Dorson divides the book into three sections, “The Indian Tradition,” “The European Tradition,” and “The Native Tradition,” the latter of which developed locally after European contact. Although some genres are associated with one particular ethnic or occupational group, Dorson is particularly interested in folklore changed by and generated through the interaction between the diverse ethnicities that composed the U.P.’s heterogeneous society. For example, he includes fairy tales told by Indian or mixed-blood narrators, which have Americanized characters and settings, but which can also be linked back to the structure and plots of European tale types.
The style in which Dorson writes is often breezy and sometimes seems a bit informal. However, this style enables him to give a quick sketch of the storyteller, and, as James P. Leary points out in his excellent introduction, usually these sketches demonstrate far more affection than caricature. In addition, Dorson’s style emulates the mood of the tales. Thus, his writing doesn’t overwhelm the tales or feel out of sync with them. This book is highly readable, in part because of his style, but also because most of the scholarly apparatus is tucked away in the endnotes. For the most part, Dorson is effective at describing his methodology. For example, he states that he often first listened to a story in a more natural, group session, noting the context of the session and the reaction of the audience. He then later asked the teller to slowly repeat it so he could record the story word for word in the pre-tape-recorder era. He also discusses different methods that he used to identify and contact narrators. As Leary points out, Dorson could have been more forthcoming about his partnerships with translators and how this influenced the final recorded texts.

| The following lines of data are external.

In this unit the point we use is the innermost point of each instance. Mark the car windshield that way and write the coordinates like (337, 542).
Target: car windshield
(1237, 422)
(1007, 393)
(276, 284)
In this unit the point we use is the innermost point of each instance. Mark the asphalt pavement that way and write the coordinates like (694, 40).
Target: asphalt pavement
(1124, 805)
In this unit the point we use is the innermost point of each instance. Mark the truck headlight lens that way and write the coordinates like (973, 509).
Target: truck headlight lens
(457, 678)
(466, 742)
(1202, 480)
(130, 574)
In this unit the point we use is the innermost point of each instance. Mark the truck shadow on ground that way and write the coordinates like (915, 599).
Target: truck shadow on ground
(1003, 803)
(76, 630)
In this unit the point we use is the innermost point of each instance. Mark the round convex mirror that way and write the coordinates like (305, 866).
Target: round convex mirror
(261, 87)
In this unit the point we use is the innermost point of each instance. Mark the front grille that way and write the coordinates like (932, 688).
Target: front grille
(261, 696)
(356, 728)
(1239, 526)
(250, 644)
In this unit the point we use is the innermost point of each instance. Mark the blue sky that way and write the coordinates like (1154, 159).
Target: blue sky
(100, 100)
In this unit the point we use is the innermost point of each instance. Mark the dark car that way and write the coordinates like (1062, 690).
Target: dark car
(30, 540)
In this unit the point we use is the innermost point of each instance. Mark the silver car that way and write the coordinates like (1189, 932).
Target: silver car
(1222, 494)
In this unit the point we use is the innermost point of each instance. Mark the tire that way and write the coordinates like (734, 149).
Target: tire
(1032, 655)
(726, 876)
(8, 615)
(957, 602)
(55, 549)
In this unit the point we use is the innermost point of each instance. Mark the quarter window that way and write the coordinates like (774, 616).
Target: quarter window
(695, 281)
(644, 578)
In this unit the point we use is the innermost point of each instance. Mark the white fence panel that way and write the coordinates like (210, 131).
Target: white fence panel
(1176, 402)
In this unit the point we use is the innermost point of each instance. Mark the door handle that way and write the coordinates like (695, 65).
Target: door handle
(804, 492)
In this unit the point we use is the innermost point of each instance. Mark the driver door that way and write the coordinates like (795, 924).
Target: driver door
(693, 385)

Leary’s introduction provides valuable context to understand this collection as part of Dorson’s scholarly legacy as well as a representation of U.P. folklore in the mid-twentieth century. The book demonstrates the rich variety of folklore that one man was able to come into contact with during a relatively short time in one part of the United States. Although the field of folklore studies has changed in many ways since this collection was assembled, Bloodstoppers is still an engaging read and also provides a model of how recording and analysis of the folklore of one particular place and time can tell a larger story about history and culture. As Jim Leary states, amid a post-war Cold War climate that defined “Americanism . . . in narrow, Eastern-oriented, Anglo-Protestant assimilationist terms,” Dorson forcefully demonstrated that the Upper Midwest, full of working-class, indigenous, and immigrant peoples was just as American as anywhere else. Furthermore, Dorson convincingly argued that describing a place with such a rich cultural mix was the best way to represent America (2008:xx). Although folklore studies did not embrace his later efforts at developing a common theoretical framework (see Dorson 1959 and 1963) to the degree that Dorson may have wished, his argument that we can understand a complex place through a multiplicity of stories is still a guiding principle of folklore studies.
Works Cited
Dorson, Richard. 1959. “A Theory for American Folklore” Journal of American Folklore 72/285:197–215.
Dorson, Richard. 1963. “Current Folklore Theories.” Current Anthropology 4:93–112.